It goes with any website: They are there to protect their own best interests
and create a good experience for ALL USERS. Since I give my web app users free
reign to share links, write whatever they want, and it is free, they have to
give me, in return, the ability to at least make sure the website is safe.
Imagine being a website known for distributing malware and other things: your
ranking will drop, and all of the people who enjoy using your web app suffer.
This is somewhat the price of "free": giving those who created it access to
profit from your account or monitor your account within reason.

I will search Amazon for a bunch of stuff and I might not find it. I log into
Facebook and they are showing me ads from Amazon. I have no doubt that Google,
Facebook, and Amazon all have tools working in the background to scan through
your "temporary cookies folders" and looking for things that match its own
database to try and sell you the things you were looking for.

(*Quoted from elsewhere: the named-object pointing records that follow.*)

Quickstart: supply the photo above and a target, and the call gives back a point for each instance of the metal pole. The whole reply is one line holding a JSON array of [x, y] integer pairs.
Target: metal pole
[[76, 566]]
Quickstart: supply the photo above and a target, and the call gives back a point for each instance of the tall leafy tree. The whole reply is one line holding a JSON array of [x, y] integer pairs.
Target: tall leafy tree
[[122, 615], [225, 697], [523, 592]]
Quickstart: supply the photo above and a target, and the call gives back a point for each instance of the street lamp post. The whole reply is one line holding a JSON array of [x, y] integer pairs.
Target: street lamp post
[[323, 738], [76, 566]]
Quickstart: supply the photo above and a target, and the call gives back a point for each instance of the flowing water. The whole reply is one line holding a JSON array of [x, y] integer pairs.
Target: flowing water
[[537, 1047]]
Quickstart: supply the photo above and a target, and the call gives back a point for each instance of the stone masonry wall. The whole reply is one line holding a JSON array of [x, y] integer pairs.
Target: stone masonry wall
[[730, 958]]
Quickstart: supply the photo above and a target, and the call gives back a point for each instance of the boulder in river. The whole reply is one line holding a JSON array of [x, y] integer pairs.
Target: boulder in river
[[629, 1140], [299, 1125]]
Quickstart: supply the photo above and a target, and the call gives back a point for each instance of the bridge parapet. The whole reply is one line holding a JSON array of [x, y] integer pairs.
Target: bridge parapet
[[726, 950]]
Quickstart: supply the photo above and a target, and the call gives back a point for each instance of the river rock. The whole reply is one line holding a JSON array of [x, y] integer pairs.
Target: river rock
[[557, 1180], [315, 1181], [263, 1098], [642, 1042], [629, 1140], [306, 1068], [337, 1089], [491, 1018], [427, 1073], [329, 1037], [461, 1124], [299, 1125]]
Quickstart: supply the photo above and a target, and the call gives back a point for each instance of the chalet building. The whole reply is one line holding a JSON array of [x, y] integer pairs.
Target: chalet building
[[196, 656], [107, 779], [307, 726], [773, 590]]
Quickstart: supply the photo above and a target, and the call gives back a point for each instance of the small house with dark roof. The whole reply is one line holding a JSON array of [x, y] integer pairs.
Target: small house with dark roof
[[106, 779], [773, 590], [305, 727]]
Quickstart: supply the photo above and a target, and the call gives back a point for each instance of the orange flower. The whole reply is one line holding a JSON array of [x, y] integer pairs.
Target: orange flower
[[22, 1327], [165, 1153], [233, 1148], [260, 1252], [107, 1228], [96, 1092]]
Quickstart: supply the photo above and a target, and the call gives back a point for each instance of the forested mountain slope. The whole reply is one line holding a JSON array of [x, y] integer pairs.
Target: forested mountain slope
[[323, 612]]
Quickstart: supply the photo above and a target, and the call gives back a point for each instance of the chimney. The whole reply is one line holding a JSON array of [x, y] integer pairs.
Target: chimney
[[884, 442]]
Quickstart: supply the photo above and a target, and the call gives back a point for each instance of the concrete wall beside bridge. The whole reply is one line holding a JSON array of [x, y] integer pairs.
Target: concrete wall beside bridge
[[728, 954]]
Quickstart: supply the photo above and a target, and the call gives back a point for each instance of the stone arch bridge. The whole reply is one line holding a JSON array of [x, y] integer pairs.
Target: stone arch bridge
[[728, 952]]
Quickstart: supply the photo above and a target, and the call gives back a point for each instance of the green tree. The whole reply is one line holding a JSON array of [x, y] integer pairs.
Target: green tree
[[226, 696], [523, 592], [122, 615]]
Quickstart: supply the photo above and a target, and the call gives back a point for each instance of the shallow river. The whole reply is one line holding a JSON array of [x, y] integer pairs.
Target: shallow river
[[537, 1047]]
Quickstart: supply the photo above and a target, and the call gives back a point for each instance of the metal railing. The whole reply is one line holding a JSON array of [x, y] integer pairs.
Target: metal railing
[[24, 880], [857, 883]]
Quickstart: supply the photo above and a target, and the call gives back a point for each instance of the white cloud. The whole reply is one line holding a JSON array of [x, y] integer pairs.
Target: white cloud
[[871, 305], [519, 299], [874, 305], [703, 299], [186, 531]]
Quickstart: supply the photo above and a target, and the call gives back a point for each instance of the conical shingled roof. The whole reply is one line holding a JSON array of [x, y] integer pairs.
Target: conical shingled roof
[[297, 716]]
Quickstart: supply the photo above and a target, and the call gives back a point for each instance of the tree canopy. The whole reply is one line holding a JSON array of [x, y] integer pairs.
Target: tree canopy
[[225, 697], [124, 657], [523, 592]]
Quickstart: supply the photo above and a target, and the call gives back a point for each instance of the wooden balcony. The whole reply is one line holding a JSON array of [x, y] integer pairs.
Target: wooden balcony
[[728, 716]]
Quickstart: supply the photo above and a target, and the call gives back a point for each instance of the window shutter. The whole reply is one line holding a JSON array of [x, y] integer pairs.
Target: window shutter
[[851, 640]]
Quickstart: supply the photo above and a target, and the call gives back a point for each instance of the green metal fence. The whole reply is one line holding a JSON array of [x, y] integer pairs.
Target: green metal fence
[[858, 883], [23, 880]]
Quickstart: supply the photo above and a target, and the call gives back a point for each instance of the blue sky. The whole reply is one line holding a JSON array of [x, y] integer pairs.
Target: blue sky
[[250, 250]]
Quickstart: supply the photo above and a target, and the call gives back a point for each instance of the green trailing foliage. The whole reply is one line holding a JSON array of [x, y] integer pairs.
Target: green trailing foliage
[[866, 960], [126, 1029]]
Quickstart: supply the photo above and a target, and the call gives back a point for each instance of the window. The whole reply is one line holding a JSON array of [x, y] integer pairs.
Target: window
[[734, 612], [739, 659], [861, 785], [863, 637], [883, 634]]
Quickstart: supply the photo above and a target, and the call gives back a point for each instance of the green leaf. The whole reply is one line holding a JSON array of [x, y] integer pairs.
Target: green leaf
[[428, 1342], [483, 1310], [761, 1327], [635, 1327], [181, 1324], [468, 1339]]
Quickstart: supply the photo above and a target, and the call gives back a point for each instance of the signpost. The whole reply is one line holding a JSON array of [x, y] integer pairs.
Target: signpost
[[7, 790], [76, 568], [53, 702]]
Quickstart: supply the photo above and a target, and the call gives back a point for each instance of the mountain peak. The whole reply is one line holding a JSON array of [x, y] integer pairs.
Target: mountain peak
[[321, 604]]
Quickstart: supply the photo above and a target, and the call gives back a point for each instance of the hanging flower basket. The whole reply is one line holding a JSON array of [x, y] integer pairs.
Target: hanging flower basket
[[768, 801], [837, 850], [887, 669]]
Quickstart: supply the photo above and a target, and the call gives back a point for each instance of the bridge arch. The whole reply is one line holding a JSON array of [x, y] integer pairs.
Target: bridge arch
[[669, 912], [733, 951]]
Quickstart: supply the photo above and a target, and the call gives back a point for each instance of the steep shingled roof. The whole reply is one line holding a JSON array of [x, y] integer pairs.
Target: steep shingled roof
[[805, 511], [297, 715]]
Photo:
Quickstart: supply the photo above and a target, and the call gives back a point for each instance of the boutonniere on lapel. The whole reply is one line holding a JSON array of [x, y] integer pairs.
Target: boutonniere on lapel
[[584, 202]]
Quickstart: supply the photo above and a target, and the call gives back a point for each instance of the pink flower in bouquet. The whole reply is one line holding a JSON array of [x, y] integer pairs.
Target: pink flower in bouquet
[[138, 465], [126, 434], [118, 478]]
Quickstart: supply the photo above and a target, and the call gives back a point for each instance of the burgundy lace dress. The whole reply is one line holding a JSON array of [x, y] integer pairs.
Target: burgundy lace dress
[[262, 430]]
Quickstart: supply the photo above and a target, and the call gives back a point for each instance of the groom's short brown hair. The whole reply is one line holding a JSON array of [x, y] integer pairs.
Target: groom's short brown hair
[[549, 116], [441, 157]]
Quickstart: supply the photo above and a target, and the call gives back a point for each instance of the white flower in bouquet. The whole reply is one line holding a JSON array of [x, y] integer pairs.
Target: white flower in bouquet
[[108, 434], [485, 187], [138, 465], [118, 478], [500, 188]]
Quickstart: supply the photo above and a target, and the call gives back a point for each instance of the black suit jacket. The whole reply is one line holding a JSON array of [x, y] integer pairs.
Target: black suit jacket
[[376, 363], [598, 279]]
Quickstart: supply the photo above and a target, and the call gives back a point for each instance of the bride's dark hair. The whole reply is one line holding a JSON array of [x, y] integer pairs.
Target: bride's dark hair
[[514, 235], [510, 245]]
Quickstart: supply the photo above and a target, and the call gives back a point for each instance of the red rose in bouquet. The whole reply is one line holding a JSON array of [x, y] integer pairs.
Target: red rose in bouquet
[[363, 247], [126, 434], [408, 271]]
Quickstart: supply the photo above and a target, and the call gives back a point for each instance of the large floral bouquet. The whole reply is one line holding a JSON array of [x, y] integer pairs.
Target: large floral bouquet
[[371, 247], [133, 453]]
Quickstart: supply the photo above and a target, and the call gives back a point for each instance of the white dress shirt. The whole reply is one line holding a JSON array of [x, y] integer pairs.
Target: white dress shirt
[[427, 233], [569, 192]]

I work for a media marketing company and many times, Google, Amazon and
Facebook are showing me ads that are closely related to what I have been
working on -- despite the fact that the information I am working on has not
even gone public yet. For example, lets say I'm designing something for
NABISCO Oreo cookies. An HTML landing page or whatever the case may be. The
software I'm using probably sets cookies that store some information. When I
navigate to Facebook, it is showing me ads with Oreo cookies. How would they
know this information? This leads me to believe that they do, in fact, have
software scanning through your cookies -- not to steal information per se, but
to show you ads and make money on you.